A sentencing judge therefore has the discretion to take into account the time spent in closed therapy as a relevant factor in the overall determination of a fair and appropriate sentence.
 On this matter, the sentencing judge referred to Bernard c. R. This decision addresses the issue of how the Court should account for a period of house arrest as a “relevant factor” in the determination of a fit sentence. I consider that the principles identified in this judgment are applicable to the evaluation of time spent in closed therapy:
 Although it is sometimes identified as a mitigating factor, it is more of a “relevant factor” in the analysis. More recently, this Court reiterated the fact that [translation] “there is no doubt that, when sentencing, a judge may consider the conditions of release, but this consideration is discretionary”, and it specified that the conditions of release do not constitute a mitigating factor as such, but, rather, should play a part in the final crafting of a fair and just sentence: R. c. Sanon, 2018 QCCA 892, para. 8.

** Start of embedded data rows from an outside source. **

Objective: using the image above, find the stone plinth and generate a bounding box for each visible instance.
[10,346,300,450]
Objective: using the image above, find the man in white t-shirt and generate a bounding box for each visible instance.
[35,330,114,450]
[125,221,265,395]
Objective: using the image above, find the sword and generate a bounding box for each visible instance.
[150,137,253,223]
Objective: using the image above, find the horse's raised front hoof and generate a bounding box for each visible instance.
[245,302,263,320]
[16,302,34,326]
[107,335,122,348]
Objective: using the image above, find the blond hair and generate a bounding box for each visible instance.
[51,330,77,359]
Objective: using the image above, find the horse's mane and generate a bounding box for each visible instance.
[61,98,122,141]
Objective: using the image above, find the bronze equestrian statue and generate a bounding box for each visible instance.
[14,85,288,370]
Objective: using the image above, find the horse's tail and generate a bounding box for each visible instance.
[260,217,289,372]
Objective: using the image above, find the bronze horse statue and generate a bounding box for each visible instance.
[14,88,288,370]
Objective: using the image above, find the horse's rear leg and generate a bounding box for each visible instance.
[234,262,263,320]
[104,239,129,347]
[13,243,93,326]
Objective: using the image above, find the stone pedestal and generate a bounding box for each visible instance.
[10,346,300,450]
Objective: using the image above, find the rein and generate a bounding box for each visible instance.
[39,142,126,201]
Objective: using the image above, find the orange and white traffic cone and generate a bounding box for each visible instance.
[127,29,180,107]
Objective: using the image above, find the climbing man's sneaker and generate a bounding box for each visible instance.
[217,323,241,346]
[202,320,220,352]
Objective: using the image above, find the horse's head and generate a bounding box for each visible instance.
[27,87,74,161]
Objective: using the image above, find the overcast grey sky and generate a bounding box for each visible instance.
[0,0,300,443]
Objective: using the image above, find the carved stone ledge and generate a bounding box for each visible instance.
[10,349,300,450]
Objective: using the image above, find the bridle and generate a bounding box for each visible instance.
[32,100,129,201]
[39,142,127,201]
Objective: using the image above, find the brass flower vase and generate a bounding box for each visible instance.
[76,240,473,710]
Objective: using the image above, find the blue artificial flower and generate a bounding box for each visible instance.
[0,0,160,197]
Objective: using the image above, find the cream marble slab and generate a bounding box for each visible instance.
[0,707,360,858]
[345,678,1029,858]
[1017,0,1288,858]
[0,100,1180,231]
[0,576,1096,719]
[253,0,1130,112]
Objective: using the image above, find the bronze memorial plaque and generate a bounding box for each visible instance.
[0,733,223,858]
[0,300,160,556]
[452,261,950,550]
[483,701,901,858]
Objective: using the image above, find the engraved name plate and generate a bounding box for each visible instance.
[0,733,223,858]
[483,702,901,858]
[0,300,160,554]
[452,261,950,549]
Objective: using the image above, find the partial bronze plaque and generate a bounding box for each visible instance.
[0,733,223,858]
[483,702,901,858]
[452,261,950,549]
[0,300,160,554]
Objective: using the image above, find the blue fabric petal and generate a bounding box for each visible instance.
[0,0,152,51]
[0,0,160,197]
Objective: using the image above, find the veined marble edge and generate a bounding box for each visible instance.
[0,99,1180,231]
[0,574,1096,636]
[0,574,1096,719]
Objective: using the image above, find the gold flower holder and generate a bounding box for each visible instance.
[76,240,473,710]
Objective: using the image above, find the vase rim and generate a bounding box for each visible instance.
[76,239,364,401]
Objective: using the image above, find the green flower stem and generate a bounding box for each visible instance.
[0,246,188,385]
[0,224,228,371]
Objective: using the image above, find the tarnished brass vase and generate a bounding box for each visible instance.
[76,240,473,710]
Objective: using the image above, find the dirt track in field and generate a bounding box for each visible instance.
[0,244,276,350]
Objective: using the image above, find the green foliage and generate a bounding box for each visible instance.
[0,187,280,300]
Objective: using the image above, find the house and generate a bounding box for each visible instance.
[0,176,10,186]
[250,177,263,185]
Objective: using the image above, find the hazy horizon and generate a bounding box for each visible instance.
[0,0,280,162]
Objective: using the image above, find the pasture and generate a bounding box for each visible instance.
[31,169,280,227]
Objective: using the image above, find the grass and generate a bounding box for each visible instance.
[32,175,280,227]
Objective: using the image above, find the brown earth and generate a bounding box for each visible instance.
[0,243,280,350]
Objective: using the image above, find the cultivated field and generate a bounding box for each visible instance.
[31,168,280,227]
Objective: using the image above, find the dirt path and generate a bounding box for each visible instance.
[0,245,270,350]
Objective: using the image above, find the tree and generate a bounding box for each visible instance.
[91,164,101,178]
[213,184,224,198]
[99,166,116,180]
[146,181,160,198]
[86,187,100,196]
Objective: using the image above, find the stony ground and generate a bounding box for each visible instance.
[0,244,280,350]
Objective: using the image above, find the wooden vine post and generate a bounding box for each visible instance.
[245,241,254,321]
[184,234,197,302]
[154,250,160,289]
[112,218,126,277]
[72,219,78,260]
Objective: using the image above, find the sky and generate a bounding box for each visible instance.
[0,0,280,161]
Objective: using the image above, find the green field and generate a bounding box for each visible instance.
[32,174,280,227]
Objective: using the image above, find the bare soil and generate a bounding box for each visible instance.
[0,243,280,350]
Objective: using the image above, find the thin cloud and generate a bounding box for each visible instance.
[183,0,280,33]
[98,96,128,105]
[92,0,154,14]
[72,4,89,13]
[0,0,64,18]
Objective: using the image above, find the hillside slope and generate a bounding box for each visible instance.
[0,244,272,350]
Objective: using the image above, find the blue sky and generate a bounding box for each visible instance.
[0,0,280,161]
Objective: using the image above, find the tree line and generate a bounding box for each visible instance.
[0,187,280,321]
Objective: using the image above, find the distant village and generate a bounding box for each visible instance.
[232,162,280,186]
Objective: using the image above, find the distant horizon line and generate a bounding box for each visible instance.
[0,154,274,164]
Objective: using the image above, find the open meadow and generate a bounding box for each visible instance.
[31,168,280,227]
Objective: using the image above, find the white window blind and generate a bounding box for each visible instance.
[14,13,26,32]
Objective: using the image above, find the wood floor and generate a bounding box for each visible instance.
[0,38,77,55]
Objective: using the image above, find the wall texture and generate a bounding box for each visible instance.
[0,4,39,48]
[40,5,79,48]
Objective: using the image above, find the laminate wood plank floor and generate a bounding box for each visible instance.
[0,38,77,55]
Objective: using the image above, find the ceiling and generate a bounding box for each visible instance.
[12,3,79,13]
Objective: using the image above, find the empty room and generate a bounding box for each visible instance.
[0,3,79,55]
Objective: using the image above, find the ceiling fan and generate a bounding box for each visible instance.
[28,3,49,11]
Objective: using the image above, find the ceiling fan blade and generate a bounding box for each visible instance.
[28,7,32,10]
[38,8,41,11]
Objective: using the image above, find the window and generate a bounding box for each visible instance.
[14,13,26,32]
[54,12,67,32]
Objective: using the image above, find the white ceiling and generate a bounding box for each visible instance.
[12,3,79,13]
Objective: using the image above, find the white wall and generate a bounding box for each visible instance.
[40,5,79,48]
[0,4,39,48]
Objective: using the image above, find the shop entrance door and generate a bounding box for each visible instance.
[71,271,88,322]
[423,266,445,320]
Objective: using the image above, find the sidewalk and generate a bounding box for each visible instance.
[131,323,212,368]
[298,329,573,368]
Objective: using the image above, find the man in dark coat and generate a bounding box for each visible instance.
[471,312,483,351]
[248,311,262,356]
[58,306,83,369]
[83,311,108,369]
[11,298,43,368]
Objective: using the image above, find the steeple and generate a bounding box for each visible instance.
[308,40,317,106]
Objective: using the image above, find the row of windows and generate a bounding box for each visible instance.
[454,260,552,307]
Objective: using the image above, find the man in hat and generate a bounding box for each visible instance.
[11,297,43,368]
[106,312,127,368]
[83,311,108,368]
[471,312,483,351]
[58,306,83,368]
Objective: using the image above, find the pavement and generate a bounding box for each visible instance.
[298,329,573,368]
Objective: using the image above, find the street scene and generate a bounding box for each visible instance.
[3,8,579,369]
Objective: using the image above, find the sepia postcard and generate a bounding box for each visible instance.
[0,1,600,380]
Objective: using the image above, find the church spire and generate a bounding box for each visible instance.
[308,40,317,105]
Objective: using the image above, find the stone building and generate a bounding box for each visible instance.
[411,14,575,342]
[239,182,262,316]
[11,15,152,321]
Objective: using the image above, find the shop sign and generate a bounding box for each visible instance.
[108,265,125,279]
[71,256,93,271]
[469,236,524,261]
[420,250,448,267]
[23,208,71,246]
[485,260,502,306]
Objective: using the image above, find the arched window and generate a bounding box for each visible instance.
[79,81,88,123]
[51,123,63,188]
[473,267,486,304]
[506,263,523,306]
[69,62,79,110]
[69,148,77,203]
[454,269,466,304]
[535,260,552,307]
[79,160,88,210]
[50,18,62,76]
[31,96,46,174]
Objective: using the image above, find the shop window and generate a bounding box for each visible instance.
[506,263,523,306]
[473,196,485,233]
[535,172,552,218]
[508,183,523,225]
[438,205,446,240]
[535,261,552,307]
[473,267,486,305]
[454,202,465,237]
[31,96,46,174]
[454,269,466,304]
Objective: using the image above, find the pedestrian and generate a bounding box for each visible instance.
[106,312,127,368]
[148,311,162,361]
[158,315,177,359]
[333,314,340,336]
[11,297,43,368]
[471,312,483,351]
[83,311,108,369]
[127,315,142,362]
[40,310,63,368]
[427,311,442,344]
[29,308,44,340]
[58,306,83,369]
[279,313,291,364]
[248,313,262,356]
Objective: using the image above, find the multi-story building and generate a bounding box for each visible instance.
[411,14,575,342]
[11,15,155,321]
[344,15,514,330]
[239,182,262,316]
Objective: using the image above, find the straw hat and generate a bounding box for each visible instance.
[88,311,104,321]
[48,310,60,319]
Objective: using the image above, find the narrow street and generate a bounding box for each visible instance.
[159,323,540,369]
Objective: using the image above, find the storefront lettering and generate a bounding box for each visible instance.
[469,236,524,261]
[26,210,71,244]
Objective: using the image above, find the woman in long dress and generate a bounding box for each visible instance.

 Although giving consideration to the strict conditions of release falls within the exercise of a sentencing judge’s discretionary power, this power must nevertheless be exercised judicially. Given a judge’s obligation to consider all the relevant circumstances of the offence and the offender that are brought to his attention in a particular case, the judge was required to explain why he set aside this factor, unless the reasons were clearly evident from the record. It bears reminding that a judge’s obligation to provide reasons when imposing a sentence is also a statutory one: s. 726.2 Cr.C. Failing adequate reasoning, less deference will be due, and the Court may choose to intervene: R. c. Cardinal, 2012 QCCA 1838.
 A sentencing judge therefore has the discretion to take into account the time spent in closed therapy as a relevant factor in the overall determination of a fair and appropriate sentence.
 Although the sentencing judge appears to give an automatic credit for the time spent in closed therapy, the Crown fails to convince me that the credit is unreasonable. The sentencing judge explained that the Respondent completed a closed therapy with success and has remained sober since the commission of the offense, in addition to being on his way towards rehabilitation. As such, I see no grounds to overturn her decision on this matter. Six months will be deducted from the term of imprisonment of thirty months. The sentence will be set at twenty-four months less a day.